Scientists have explained the age-related memory problems

According to American researchers, long-term memory in the elderly is deteriorating because of changes in the brain during sleep.

Randolph Helfrich, a neuroscientist at the University of California at Berkeley, and his colleagues found out how the quality of sleep affects long-term memory in the elderly. To do this, scientists have attracted volunteers: healthy people 20 and 70 years old; all of them were offered a memory test in which simple words, for example “bird”, needed to be memorized in a pair with meaningless sets of letters, for example “the crook”. Remember pairs to words needed twice: the first time – 10 minutes after receiving instructions, the second – the next day, a few hours after awakening. While the subjects were asleep, scientists measured the electrical activity of their brain.

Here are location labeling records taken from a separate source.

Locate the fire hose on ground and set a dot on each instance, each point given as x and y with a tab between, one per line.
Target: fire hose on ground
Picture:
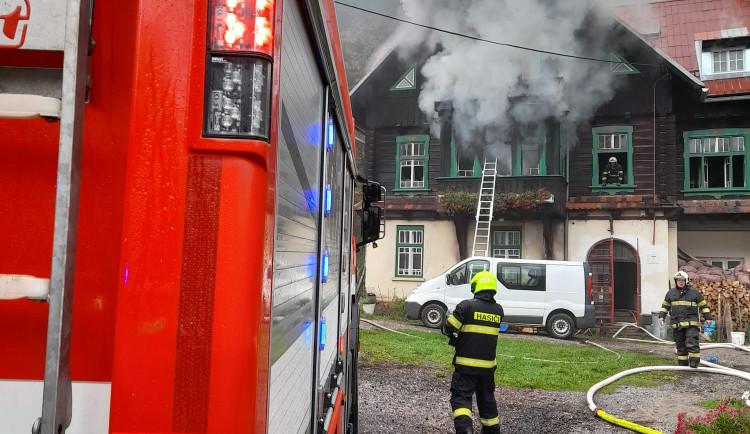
712	368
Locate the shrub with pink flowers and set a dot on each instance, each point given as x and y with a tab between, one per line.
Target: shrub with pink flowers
729	417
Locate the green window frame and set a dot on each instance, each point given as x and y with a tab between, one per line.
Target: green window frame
530	148
621	66
412	160
506	243
612	141
409	251
717	161
460	167
408	81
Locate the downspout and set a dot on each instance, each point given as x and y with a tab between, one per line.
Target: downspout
653	206
567	193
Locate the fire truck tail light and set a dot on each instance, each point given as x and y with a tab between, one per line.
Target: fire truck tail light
238	68
242	26
238	96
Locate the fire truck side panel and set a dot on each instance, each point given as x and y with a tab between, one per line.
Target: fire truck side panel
330	298
296	263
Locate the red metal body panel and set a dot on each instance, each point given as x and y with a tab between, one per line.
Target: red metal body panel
28	159
175	244
150	359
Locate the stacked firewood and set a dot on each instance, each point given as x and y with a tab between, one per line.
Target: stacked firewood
727	294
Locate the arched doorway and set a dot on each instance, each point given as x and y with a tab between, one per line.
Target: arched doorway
616	281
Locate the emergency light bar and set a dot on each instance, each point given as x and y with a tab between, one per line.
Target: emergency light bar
238	69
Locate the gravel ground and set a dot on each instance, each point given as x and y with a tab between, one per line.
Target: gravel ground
415	399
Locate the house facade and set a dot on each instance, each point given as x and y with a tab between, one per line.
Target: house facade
677	130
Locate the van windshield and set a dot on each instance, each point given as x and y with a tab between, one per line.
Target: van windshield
464	273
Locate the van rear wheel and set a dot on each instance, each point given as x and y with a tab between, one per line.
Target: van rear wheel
433	316
561	326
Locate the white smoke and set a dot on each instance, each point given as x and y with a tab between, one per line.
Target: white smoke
484	81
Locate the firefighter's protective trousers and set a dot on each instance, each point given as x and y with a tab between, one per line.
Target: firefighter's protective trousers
685	305
474	326
688	348
463	387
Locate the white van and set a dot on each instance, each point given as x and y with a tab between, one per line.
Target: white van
551	294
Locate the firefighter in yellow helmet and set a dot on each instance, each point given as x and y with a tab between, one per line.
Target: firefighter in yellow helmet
473	329
612	173
684	305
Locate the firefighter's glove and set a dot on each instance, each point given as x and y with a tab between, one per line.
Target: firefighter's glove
452	339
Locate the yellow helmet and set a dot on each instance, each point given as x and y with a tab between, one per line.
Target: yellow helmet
483	281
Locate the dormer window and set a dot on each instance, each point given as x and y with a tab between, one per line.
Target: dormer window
724	54
730	60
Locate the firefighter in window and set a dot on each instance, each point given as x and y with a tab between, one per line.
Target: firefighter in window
612	173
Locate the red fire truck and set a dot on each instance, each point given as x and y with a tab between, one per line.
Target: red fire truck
176	252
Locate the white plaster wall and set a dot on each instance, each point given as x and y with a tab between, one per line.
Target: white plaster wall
654	257
715	244
440	253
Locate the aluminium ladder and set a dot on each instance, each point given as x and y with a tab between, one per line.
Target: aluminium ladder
56	412
485	208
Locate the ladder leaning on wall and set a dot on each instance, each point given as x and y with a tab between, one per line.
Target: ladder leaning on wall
485	208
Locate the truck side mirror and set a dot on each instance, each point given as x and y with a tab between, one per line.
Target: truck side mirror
371	224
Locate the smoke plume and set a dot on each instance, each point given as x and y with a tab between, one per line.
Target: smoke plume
493	87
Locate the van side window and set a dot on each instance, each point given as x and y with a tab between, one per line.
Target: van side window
530	277
463	274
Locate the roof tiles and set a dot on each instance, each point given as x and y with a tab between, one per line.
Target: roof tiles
683	22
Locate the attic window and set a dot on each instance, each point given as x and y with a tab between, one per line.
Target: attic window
621	66
407	81
730	60
651	32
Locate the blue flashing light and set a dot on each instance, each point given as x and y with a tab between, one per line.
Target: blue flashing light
328	200
308	332
311	269
322	333
329	136
311	196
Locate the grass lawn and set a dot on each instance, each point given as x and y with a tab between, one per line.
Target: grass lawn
522	363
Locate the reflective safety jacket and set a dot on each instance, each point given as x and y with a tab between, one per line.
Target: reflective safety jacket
684	306
477	323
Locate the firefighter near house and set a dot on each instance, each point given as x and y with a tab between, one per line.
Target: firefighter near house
473	329
685	305
178	181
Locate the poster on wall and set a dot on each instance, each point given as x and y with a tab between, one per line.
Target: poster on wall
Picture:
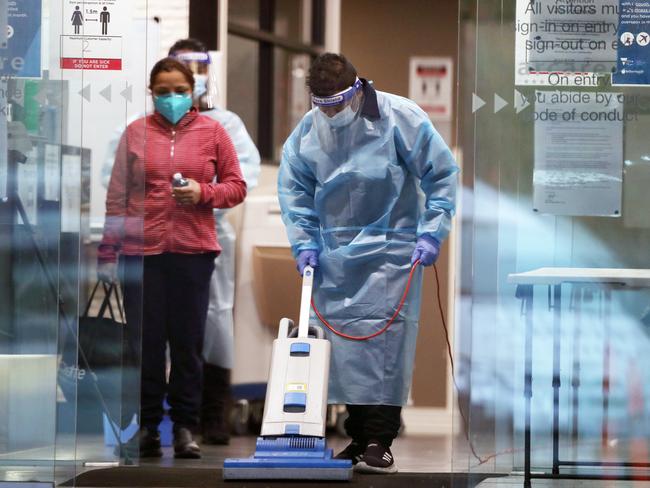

As scientists expected, the long-term memory of elderly participants in the experiment turned out to be worse than that of the young ones, and the explanation was found in the EEG results: in the elderly people there was a dissynchronization of two types of theta waves characteristic of the sleeping brain. Waves of these two types arise in the brain of a person, immersed in deep sleep.

The dissynchronization of theta waves suggests that parts of the cerebral cortex whose neuron activity generates these waves do not process the information as it should, and memories do not persist in long-term memory.

As a result, explains Helfrich, the neurons of the prefrontal cortex (the brain department where the memories are stored) can not send a signal to the hippocampus (the department where the memories are processed before recording into long-term memory) the signal of readiness for receiving information; the signal is lost, and with it the memories.

The brain scan after the experiment showed that in the older participants of the experiment, the brain regions participating in forming theta waves were smaller than in the young ones. Perhaps the age-related deterioration of memory is associated with the loss of cells in these structures, explains Helfrich.

It should be noted that Helfrey’s colleagues point to such shortcomings in the study as a small number of participants in the experiment and evidence of the relationship between the test results and the brain size dynamics pointed to by Helfrich.